When it twisted itself into a smile, it had an amazing effect on people, and animals too.
What most tended to slide over when performing their first glance inventory, were his eyes. While appearing as previously described, they were also an incredibly deep violet, with a depth of understanding far far beyond his obvious years. They might be characterised as 'appraising' eyes, an attribute gained through such close association with his Master.
They were a true reflection of the youth's soul; while he was not incapable of devious and sublimely disobedient acts, he would never use himself in aid of a cause that was 'wrong'. Such was manifestly evident, if evidence were required, merely by looking into his eyes.
During the last couple of years of their stay in the North, the old man became especially industrious in his instruction of Roache. There were very few subjects he did not go into in great depth. From languages to Court etiquette, geography to geometry, architecture to pharmaceutics, but mostly in control of the Art, and Shamanism.
The youth took this knowledge like the waters of the rivers flowing into the ocean. There appeared to be nothing he could not grasp, and while indeed some topics took years to percolate through, others were mastered in mere hours. The rate at which Roache absorbed some aspects which were considered difficult for the disciple of a Mage sometimes astounded the old man.
But then, some which were fundamental, and considered by some to be simple, were hard-won, an apparent battle with some inner intransigence contained by the young elf.
Such was the case when Sandoz found it time to learn to travel the Ley, to inject himself into the ether and see the world in it's true state. If the light from the lines of energy that girded and criss-crossed the land, this island as Sandoz later learned, was clear and golden, deep and aglow with power, then all was well fundamentally, regardless of the manifestations on the common plane. That had been the Mage's instruction for years, but the young elf had never
seen. A trip into the ether could be a dangerous venture these days; there were forces which had slipped their bonds when Daffyd blasted himself and a few others into the eternal void. Forces which had been tightly bound by reason, were gaining strength with the spread of chaos, and as a result, nothing today is as it was.
But Sandoz had never known any other state than that which was the now. And since the episode of the Prince of Demons and his anticipation of elfin hors d'ouvers he had become increasingly aware of the fragility of life, his own in particular. Stepping into the ether and facing what could be mortal danger without his body even being there, somehow shook Roache near his core. It scared the daylights out of him, and he'd be the first, the very first in fact, to proclaim this.
The first few times, well, the first twelve times to be precise, the Master had to mentally drag his disciple kicking and screaming, figuratively speaking, into the ether. It took several visits before Roache would open his eyes, once there.
But gradually, over a time, the wonder and the beauty of the plane enchanted him, and he found what he was meant to see, and understood the necessity of returning again and again, regularly.

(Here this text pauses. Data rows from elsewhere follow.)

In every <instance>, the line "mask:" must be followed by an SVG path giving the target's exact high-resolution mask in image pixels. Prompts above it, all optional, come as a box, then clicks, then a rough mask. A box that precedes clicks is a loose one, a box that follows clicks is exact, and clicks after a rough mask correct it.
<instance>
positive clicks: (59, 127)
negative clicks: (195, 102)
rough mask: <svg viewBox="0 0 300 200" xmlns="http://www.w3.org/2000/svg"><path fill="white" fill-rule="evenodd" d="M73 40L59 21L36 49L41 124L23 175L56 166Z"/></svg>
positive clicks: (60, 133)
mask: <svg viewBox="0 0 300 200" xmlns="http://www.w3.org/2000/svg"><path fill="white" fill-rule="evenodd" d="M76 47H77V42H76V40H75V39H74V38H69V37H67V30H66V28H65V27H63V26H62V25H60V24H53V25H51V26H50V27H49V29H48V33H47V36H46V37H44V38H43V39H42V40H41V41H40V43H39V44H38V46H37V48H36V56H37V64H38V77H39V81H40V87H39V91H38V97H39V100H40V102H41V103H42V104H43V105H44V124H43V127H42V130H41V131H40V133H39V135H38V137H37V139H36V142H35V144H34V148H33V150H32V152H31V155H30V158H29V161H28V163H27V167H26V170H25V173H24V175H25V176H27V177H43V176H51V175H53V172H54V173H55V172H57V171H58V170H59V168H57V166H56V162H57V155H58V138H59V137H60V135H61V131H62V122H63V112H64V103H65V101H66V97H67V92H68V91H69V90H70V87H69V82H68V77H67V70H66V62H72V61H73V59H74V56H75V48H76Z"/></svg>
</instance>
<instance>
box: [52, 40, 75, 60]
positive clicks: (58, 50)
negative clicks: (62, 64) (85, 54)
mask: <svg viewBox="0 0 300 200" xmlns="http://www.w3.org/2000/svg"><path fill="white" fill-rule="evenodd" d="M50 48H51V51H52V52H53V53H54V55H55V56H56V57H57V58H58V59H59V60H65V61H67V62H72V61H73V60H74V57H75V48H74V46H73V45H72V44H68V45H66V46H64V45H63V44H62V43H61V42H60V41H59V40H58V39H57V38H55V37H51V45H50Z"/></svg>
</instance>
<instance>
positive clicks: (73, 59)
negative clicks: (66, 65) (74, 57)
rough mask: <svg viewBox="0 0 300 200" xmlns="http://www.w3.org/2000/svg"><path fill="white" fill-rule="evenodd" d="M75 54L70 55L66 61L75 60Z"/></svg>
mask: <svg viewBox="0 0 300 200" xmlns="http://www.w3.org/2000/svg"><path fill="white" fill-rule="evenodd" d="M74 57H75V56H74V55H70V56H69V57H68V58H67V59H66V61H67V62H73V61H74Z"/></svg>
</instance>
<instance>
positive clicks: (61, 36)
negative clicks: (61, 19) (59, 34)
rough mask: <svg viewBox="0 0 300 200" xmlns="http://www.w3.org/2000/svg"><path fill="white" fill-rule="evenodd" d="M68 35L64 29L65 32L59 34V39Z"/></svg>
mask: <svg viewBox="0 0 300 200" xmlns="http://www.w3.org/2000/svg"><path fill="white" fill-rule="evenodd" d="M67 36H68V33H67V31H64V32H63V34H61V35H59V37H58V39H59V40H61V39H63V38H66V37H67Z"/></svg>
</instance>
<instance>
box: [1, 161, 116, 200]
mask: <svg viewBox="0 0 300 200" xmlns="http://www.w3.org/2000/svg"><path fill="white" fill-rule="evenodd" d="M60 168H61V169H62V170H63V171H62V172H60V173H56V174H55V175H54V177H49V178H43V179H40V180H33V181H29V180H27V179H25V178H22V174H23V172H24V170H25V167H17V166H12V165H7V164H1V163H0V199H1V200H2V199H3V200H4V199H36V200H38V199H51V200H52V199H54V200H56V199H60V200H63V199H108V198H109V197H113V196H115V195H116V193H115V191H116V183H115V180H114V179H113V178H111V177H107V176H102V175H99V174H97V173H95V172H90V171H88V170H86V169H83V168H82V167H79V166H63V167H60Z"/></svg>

Still, the initial process wherewith he loosed his 'self' from his body was one with which he never grew comfortable.Time passed, as it seems to do, and the Master infused more and more knowledge into his pupil, for such had the infant he stole from the City Guard more than twenty years ago, become. There came a need for them to leave what had over the years become their tower of ice, and begin their movement Southward.
Roache
knew the geography of the land, but as the weeks past, and they left the cold snowland he had been raised in, there were things he wound inexplicably strange. Perhaps it was that 'green' was something less than he had imagined from his readings, or the sky was not the perfect blue the Master had described in his hours of  conversation. It might have been though, that they met absolutely no-one at all during their entire southward ride.